I decided to take a trip down memory lane and watch a few of my favorite Disney movies (though nothing trumps the Lion King in my book), and it got me thinking about all of the dogs in the various Disney Movies.

-101 Dalmatians is a no brainer.

-Balto had a wolf-dog hybrid, Huskies, various other northern breeds, and whatever Jenna was.

-Lady and the Tramp had a mutt and a cocker spaniel, but there was also a Scottie and a Bloodhound that were given a few scenes too.

-Lady and the Tramp II featured more mutts, more cocker spaniels, a Doberman Pinscher as the villain, and a couple of other dog breeds mixed in.

-UP has what looked like a Golden Retriever, ANOTHER Doberman Pinscher taking on an evil role, a Rottweiler, and a few other recognizable breeds.

-The Fox and the Hound features what looks like some kind of beagle-mix, and another dog of no recognizable breed.

-Oliver and Company features Dodger (I have NO idea what he is), a poodle, a chihuahua, an Afghan Hound and several others.

Which brings me to the question -- How come there aren't any GERMAN SHEPHERDS?!

A breed that's loved by a lot of people, and definitely fits the stereotypical hero criteria Disney is so good at producing, why haven't they come out with anything? Apparently the internet is trying to tell me that Bolt was a white German Shepherd, but I'm not impressed. =P Is that really the best Disney can do?
I wouldn't mind a cartoon that got back to some of the classic Disney style -- a basic plot, catchy songs, enjoyable animation and hopefully touching upon an animal or breed that they've previously ignored.

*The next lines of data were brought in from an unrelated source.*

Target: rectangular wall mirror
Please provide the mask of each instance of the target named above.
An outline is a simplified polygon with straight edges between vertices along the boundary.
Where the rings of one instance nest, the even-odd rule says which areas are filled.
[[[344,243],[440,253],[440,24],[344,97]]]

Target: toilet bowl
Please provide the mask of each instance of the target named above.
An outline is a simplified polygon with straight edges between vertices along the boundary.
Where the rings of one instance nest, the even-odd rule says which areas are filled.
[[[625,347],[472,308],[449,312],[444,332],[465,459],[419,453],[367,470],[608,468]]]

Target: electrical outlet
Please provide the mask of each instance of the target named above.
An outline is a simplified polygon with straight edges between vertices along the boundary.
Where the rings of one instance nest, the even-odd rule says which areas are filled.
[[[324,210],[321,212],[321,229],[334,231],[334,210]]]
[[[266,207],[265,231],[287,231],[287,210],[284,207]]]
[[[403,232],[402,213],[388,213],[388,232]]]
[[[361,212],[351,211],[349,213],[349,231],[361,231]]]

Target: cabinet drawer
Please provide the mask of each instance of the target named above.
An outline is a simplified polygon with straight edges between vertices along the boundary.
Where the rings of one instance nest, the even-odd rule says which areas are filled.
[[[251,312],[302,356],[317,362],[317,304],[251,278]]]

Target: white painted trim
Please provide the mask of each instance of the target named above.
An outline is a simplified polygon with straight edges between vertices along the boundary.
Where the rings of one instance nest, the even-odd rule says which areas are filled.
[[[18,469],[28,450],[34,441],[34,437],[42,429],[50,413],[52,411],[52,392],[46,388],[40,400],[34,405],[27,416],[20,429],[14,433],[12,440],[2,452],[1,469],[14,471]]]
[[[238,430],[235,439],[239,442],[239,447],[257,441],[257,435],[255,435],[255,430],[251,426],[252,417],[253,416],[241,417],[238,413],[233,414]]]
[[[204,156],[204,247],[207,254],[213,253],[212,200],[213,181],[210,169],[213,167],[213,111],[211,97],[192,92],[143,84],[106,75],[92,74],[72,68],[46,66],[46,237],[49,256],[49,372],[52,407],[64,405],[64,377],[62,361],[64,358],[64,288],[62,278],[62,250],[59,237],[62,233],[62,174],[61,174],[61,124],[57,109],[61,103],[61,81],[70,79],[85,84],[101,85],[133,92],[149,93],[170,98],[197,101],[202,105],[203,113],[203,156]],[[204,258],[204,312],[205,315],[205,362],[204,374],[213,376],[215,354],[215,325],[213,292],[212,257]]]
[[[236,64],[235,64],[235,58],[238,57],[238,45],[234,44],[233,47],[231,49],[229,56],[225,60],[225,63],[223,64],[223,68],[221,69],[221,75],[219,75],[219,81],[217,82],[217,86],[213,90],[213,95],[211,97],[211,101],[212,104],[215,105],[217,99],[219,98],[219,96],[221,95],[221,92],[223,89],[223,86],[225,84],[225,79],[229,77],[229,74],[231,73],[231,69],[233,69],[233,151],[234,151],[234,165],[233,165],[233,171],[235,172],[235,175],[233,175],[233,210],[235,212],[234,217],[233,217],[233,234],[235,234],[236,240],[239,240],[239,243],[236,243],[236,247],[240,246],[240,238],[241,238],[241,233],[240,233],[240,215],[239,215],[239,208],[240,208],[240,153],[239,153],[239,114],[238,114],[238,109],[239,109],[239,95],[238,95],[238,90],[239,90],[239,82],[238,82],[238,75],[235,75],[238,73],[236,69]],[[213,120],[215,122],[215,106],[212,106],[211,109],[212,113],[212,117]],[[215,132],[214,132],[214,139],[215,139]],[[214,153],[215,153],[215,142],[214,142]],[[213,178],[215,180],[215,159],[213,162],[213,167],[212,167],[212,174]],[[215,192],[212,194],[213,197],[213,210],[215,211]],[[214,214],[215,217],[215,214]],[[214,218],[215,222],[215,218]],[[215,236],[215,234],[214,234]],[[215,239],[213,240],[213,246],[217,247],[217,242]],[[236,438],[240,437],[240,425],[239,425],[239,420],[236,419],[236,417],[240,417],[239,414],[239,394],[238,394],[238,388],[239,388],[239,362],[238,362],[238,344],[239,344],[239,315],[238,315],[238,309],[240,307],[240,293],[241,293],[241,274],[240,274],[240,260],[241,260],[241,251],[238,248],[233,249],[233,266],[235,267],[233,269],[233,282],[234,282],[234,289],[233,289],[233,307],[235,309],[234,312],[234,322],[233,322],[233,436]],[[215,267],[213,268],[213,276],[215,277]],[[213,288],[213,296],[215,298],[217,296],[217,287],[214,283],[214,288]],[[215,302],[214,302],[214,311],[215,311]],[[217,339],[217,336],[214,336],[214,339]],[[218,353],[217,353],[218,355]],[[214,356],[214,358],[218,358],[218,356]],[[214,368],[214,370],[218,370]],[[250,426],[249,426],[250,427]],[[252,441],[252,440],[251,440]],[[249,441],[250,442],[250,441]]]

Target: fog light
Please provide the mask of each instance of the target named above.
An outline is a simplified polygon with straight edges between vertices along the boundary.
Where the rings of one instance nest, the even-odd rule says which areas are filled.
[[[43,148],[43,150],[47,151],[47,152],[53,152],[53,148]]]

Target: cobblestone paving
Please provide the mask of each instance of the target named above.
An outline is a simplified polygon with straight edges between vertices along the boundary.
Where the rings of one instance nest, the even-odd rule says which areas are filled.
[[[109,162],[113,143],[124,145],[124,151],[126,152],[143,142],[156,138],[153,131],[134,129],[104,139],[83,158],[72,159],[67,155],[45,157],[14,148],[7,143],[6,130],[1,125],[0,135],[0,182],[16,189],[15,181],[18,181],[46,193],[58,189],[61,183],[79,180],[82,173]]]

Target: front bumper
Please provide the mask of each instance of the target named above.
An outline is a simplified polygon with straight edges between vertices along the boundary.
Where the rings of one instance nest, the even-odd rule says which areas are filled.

 Admit it, how cool would it be to have an animated Disney movie featured around a German Shepherd?

_Side-note, but does anyone else find it amusing that Pongo refers to Roger as HIS pet? LOL!_


----------



## LaRen616

Raizo said:


> http://www.youtube.com/watch?v=22ybWzdyZOo&feature=related
> 
> I decided to take a trip down memory lane and watch a few of my favorite Disney movies (though nothing trumps the Lion King in my book), and it got me thinking about all of the dogs in the various Disney Movies.
> 
> -101 Dalmatians is a no brainer.
> 
> -Balto had a wolf-dog hybrid, Huskies, various other northern breeds, and whatever Jenna was. I believe Jenna was a red colored Siberian Husky.
> 
> -Lady and the Tramp had a mutt and a cocker spaniel, but there was also a Scottie and a Bloodhound that were given a few scenes too. Also a Pekegnese (sp) named Trixie, a Chihuahua and a English Bulldog.
> 
> -Lady and the Tramp II featured more mutts, more cocker spaniels, a Doberman Pinscher as the villain, and a couple of other dog breeds mixed in.
> 
> -UP has what looked like a Golden Retriever, ANOTHER Doberman Pinscher taking on an evil role, a Rottweiler, and a few other recognizable breeds like English Bulldogs and I thought I saw a Boxer.
> 
> -The Fox and the Hound features what looks like some kind of beagle-mix, and another dog of no recognizable breed. Copper is some kind of hound.
> 
> -Oliver and Company features Dodger (I have NO idea what he is), a poodle, a chihuahua, an Afghan Hound and several others, a Great Dane, 2 Dobermans and a English Bulldog.
> 
> Which brings me to the question -- How come there aren't any GERMAN SHEPHERDS?!
> 
> There is a German Shepherd named Thunderbolt or something like that in both 101 Dalmation movies.
> 
> Not to mention that All Dogs Go To Heaven 1 & 2 have a German Shepherd that is the main character, Charlie.
> 
> 
> A breed that's loved by a lot of people, and definitely fits the stereotypical hero criteria Disney is so good at producing, why haven't they come out with anything? Apparently the internet is trying to tell me that Bolt was a white German Shepherd, but I'm not impressed. =P Is that really the best Disney can do?
> I wouldn't mind a cartoon that got back to some of the classic Disney style -- a basic plot, catchy songs, enjoyable animation and hopefully touching upon an animal or breed that they've previously ignored.
> 
> Admit it, how cool would it be to have an animated Disney movie featured around a German Shepherd?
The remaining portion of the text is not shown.